L’Évangile selon Matthieu commence par la généalogie de Jésus, celui de Luc par sa naissance à Bethléem, Jean remonte jusque dans les arcanes de la Trinité et de la création du monde pour parler du Verbe. Pour Marc, Jésus entre en scène de manière soudaine, en commençant sa vie publique sans préliminaire. Celui que les prophètes annonçaient, que les générations attendent, est là, plus fort que tous les saints personnages qui l’ont précédé. Solidaire de la foule empêtrée dans le péché mais travaillée par le désir de Dieu, il est baptisé par Jean dans le Jourdain.

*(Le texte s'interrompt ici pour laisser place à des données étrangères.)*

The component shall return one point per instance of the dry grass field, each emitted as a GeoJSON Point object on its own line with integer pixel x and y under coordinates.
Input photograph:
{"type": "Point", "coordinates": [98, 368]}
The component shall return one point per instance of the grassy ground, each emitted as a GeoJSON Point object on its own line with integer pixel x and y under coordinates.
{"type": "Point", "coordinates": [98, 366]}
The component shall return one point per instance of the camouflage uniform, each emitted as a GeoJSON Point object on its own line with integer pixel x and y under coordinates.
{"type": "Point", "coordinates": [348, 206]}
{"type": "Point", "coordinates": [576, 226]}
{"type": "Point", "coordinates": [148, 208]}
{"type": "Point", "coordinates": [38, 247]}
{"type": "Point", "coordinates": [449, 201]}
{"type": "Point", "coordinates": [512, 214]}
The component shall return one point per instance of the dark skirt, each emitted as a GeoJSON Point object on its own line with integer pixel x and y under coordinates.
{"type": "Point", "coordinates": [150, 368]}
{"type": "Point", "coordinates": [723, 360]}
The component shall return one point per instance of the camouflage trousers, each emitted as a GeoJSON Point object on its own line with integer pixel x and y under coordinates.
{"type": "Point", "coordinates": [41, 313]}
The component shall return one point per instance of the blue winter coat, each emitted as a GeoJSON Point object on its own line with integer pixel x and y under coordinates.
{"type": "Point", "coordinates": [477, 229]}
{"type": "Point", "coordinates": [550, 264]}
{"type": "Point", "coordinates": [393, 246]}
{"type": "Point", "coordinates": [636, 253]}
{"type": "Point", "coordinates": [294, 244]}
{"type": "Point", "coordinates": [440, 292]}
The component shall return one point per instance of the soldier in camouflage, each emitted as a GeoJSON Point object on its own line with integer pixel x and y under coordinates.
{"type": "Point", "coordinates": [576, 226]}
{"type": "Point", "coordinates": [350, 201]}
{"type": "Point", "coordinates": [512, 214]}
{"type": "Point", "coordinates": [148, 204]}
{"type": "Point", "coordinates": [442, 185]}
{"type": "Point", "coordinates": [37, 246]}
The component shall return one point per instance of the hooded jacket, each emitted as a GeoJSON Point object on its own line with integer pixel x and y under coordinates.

L’évangéliste ne s’attarde guère sur le rite du baptême. À peine s’il le mentionne, pour mettre aussitôt l’accent sur ce qui lui semble plus décisif, l’expérience intérieure de Jésus qui prend conscience de sa mission. Seul Jésus voit les cieux se déchirer, comme se déchirera plus tard le rideau du Temple qui sépare le sacré du profane, le monde de Dieu de celui des hommes. Il voit l’Esprit divin descendre sur lui pour l’investir. Une voix venue d’en-haut, celle du Père, atteste que cet homme est son Fils bien aimé, que sa vie et son enseignement font la joie de Dieu. Il y a du nouveau dans la relation entre Dieu et les hommes.
Cette intronisation donne le coup d’envoi. Le Christ est entré en scène. Désormais, sa personne est le lieu géographique où le ciel et la terre se rejoignent, le point physique où Dieu et l’humanité se trouvent réconciliés. Tout ce que l’évangéliste va, par la suite, rapporter de la vie et de l’enseignement de l'homme Jésus de Nazareth a le poids de Dieu. Ses faits et gestes, son enseignement, sa manière de vivre, sa passion et sa mort, sa résurrection sont autant de jalons qui indiquent le chemin de Dieu vers l’homme et celui de l’homme vers Dieu. «Moi, je suis le Chemin, la Vérité et la Vie; personne ne va vers le Père sans passer par moi» (Jn 14,6).
Recevoir le baptême c’est s’engager à avancer au-delà du rite pour suivre l’itinéraire proposé par l’Évangile, comme ces voyageurs qui découvrent un nouveau pays en suivant les indications de leur guide. Mais encore faut-il avoir le guide à portée de mains et prendre la peine de le consulter.